In the news
Does lots of exercise harden your arteries?
There have been a couple of studies using imaging techniques among endurance athletes — for example, marathon runners — that reveal high rates of calcium accumulation in their coronary arteries. Is that a problem for persons who exercise a lot?
For decades we have known that persons who exercise frequently with moderate intensity* have lower risks of obesity, type 2 diabetes, hypertension, stroke and coronary artery disease. The recent report does not change that. Nor do the recent studies show that these endurance athletes have a greater risk of dying of heart attacks. The more so then that moderate exercise confers all the benefits and none of the risks. * Frequently means about 4 times a week for at least sixty minutes; moderate means breaking a sweat during most of that hour.
It’s possible that when the body calcifies arterial plaques it makes them less likely to rupture, which is what causes a heart attack or stroke.
The old saw, “Moderation in everything” becomes the Goldilocks Principle: too little exercise is bad; too much exercise (when extreme) might be bad; moderate (see above) exercise is just right.
Lowering the risk of stroke or heart attack is only part of the exercise picture. A “Goldilocks” routine will provide more energy, a feeling of well-being, a stronger immune system, less likelihood of diabetes, cancer or gallbladder disease, and looking really good on the beach this summer!
This might be a good time to confirm why you’re dieting, if you are. Or if you’ve given up, why you ought to reconsider that decision.
Dieting improves the quality of life. Here are some examples, not necessarily in order of importance, and this list is far from an exhaustive one:
You will have more self-confidence. After all, if you have hung on and especially if you reached your targets, either short- or long-term, you know that you have accomplished something that most people have not.
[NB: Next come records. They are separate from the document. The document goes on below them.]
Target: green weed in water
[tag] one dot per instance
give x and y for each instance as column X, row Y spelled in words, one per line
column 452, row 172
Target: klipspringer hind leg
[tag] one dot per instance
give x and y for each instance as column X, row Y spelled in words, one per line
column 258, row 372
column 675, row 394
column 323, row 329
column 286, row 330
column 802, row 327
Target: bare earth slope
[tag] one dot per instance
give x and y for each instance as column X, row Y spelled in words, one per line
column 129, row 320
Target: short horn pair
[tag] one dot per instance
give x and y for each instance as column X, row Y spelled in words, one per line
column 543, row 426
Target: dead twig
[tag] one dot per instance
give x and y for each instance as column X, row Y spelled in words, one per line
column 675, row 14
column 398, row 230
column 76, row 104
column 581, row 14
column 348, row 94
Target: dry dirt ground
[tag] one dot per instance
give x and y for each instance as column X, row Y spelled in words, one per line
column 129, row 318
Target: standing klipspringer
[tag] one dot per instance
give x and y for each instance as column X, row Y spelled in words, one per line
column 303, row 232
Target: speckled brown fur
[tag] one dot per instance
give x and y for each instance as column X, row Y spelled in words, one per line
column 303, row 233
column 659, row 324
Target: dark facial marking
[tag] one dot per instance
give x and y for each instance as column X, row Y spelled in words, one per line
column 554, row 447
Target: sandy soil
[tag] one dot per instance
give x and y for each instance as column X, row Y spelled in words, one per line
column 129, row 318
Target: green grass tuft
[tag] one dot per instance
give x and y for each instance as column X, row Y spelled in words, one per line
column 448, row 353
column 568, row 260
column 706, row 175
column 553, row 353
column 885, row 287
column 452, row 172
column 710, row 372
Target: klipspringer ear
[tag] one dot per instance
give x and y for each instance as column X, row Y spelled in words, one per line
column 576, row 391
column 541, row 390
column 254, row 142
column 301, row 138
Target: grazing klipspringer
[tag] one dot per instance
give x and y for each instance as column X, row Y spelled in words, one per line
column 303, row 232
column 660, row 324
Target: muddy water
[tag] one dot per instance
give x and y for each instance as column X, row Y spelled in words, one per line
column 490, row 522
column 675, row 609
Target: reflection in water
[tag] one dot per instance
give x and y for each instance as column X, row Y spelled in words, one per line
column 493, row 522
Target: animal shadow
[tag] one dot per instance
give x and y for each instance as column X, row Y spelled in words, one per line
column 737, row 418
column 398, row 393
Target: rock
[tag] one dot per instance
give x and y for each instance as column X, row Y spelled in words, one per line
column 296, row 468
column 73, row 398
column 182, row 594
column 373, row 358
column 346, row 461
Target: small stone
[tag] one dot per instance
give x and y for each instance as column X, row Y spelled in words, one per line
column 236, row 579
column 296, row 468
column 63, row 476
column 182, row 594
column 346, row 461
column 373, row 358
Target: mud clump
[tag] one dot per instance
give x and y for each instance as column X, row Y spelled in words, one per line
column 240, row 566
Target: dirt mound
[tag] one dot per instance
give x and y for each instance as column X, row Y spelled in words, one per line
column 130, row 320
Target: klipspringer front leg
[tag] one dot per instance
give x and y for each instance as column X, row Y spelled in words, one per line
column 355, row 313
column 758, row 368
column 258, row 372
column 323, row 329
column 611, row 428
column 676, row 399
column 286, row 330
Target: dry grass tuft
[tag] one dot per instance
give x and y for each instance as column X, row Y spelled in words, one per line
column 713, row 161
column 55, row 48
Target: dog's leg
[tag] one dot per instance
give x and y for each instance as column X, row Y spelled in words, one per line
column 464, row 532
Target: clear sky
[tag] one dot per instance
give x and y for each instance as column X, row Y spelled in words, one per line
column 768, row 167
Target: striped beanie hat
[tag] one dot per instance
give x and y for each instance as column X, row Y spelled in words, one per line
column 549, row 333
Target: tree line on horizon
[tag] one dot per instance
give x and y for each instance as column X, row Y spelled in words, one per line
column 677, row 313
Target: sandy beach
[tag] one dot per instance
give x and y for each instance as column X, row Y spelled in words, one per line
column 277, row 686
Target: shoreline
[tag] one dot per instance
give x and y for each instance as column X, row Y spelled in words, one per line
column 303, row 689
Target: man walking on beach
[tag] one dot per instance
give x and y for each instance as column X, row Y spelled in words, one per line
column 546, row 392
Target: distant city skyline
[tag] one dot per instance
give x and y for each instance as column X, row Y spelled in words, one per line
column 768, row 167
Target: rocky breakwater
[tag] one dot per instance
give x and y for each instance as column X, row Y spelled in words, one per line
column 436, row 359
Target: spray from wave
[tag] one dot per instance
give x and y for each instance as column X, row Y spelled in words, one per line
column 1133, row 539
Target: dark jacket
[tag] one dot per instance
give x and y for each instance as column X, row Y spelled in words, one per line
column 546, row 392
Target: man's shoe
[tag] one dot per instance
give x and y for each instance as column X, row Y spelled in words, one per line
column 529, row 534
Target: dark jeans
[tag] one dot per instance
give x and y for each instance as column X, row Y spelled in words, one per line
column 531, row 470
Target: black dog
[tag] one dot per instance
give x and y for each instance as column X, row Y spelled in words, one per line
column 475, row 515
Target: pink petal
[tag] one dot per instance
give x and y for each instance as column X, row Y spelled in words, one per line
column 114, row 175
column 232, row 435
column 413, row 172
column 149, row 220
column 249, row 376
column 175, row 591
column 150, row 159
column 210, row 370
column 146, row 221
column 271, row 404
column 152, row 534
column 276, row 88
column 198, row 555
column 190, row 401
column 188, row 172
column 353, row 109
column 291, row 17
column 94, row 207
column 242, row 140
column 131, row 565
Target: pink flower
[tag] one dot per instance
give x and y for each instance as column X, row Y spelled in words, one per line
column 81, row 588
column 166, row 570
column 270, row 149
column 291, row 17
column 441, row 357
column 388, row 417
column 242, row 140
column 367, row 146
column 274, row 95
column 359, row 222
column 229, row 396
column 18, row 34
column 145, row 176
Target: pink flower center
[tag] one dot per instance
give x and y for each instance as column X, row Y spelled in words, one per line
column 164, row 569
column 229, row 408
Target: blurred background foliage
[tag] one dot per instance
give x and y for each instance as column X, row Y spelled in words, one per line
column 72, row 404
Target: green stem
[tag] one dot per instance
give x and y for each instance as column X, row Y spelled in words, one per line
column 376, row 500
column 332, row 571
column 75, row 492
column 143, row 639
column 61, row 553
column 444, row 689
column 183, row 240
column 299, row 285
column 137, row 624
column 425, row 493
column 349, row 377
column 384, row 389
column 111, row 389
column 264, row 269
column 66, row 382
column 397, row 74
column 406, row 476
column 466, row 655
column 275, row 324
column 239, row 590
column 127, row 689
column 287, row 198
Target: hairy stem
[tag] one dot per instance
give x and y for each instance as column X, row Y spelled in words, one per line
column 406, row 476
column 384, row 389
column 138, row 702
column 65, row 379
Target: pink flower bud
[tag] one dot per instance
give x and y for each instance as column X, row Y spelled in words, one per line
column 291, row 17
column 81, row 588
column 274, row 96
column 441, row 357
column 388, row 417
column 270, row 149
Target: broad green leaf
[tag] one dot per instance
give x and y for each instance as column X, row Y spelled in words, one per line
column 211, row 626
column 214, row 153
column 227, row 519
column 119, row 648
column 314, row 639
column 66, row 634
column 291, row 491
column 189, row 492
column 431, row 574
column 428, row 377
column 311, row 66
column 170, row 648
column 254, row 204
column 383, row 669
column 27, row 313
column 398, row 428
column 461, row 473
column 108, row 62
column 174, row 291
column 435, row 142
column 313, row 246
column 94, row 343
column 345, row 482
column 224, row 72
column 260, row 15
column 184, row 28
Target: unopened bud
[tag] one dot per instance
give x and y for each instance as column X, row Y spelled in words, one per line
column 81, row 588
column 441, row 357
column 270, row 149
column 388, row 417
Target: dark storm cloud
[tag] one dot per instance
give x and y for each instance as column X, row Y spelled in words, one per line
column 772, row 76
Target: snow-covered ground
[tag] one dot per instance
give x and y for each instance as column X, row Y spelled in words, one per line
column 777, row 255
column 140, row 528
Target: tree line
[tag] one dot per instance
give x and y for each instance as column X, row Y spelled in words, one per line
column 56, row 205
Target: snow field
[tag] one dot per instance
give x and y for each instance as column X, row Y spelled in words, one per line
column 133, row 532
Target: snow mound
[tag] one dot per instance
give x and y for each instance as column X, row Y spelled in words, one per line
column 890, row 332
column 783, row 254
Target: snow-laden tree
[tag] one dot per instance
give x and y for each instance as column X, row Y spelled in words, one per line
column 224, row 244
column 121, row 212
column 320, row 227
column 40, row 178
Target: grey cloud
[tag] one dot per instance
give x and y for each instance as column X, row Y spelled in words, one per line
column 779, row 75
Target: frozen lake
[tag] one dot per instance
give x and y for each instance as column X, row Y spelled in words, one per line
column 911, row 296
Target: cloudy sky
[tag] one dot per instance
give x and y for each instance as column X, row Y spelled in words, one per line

You look better. If you haven’t had to change your wardrobe yet you probably fit better in the current one. Buttonholes don’t stretch, zippers zip and other people only see what you want them to see.
You feel better. If you’ve ever been hiking and finally got to take off your backpack at the end of the day – that’s what it feels like to lose a few pounds. All the time.
Pain is going away. Back pain, hip pain and knee pain are often due simply to the extra weight that is pressed down on them.
Hunger pangs are fewer. That’s because you have been eating smaller meals and your stomach has gotten a little smaller. It takes less to fill it up. And you’re getting used to fewer calories.
You don’t feel tired as often. Besides having less weight to carry, you have been building up muscle strength with resistance exercise. (Well, you have been doing those exercises, haven’t you?)